Another important aspect of the development of numerical methods in muon tomography is concerned with physics simulations. The importance of numerical simulations in the design of an experimental setup, as well as in the correct interpretation of the effects observed, has been long recognized in nuclear and particle physics and it is nowadays a routine aspect of any quantitative experimental investigation. This is also the case for any tomographic study carried out with cosmic muons. Very frequently, reconstruction and imaging algorithms are tested against simulated data, to compare the merits of different approaches and evaluate their inherent performance.
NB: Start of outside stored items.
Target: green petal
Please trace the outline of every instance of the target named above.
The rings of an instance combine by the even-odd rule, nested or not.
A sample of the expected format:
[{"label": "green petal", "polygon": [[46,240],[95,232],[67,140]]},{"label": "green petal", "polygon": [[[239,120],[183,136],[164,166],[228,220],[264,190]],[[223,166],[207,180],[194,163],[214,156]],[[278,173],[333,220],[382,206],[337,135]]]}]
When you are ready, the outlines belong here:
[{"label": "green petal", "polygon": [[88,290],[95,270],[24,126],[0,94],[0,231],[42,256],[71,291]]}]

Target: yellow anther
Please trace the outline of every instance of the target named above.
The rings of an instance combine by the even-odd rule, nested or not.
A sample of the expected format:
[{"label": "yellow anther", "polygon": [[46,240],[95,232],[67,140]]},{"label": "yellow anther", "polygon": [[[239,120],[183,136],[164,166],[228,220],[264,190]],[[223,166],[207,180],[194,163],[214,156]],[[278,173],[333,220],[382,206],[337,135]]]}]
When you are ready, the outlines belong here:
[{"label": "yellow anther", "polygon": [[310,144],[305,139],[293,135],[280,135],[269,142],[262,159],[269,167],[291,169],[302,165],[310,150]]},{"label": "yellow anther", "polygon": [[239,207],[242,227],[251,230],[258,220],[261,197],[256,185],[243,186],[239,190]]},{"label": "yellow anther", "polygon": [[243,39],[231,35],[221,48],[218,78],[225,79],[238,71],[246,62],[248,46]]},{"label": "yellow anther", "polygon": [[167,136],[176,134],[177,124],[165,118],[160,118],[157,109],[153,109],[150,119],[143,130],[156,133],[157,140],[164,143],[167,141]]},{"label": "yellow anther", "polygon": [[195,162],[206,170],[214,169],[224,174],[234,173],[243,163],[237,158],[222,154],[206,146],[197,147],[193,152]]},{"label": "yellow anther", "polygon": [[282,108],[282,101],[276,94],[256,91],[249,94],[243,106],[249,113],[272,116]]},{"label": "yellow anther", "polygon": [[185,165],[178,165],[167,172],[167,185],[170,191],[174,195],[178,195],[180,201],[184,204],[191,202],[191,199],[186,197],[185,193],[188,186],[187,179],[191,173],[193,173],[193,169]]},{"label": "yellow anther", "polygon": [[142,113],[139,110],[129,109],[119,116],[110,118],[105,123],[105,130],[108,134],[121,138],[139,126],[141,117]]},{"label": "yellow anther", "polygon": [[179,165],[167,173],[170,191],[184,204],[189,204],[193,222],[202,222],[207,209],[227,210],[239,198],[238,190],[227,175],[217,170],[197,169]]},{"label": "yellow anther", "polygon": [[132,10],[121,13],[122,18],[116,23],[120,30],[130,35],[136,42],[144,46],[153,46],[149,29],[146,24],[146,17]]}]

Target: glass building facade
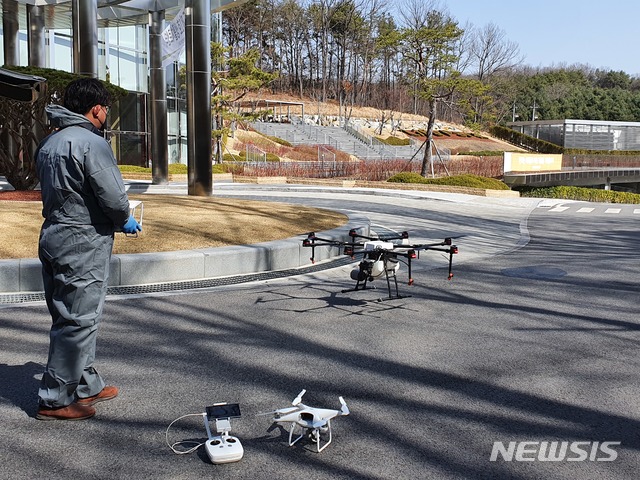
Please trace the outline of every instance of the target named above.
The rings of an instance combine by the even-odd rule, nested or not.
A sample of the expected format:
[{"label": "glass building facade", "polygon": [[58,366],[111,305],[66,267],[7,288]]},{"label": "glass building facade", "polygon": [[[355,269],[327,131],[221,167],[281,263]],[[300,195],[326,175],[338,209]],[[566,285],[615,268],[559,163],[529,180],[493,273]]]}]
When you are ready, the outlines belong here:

In other cases, only a detailed simulation of the physics processes taking place in the experimental setup and in the surrounding environment may help to understand important aspects of the problem. As an example, the study of the background contribution to the direct flux of muons arriving to the detector through the rock is very important, since in some cases this contribution may be even larger than the direct flux [66], thus leading to an overestimation. In many cases a detailed simulation of the initial energy and angular cosmic particle distributions, coupled to a transport study of these particles along the mountain profile may help to disentangle some of these aspects and provide a quantitative estimate of the role of the background in the corresponding measurements.

8. Conclusions

The list of possible applications provided by this short review is not at all exhaustive, and many other examples of the use of cosmic-ray muons to explore various aspects of our environment are available in the literature [67]. Since the first quantitative investigations at the end of 1990s, in about 20 years, the use of cosmic-ray muons for imaging has grown in interest and this technique is now enough consolidated to be proposed even for commercial use. The variety of possible applications in the field has promoted interdisciplinary studies, with the contribution of experts from different areas, and has already given interesting results in many practical situations. The number of papers, articles, technical reports and conference contributions is more and more large, and specialized conferences and workshop have been organized in the last few years to promote exchange of opinions and results, new collaborations and efforts. Even though many promising results have been reported in various fields of interest, there is still a wide territory where to improve the existing techniques. One important aspect is the detection technology, which has been object of several possible choices, and it is still a point of discussion in terms of the optimization of the performance (especially efficiency and resolution) and cost. Also the existing algorithms and methods may be largely improved to arrive to a better reconstruction and imaging processing of experimental data. The years to come are then a promising period for the development of all such aspects, in view of new applications, only limited by the creativity of interested people, or of large improvements in the existing ones.

Acknowledgments

The authors gratefully acknowledge the fruitful collaboration with many colleagues, students and technicians of the Department of Physics and Astronomy of the University of Catania, of the National Institute for Nuclear Physics (INFN) and National Institute for Astrophysics (INAF), while carrying out various projects concerned with muon tomography.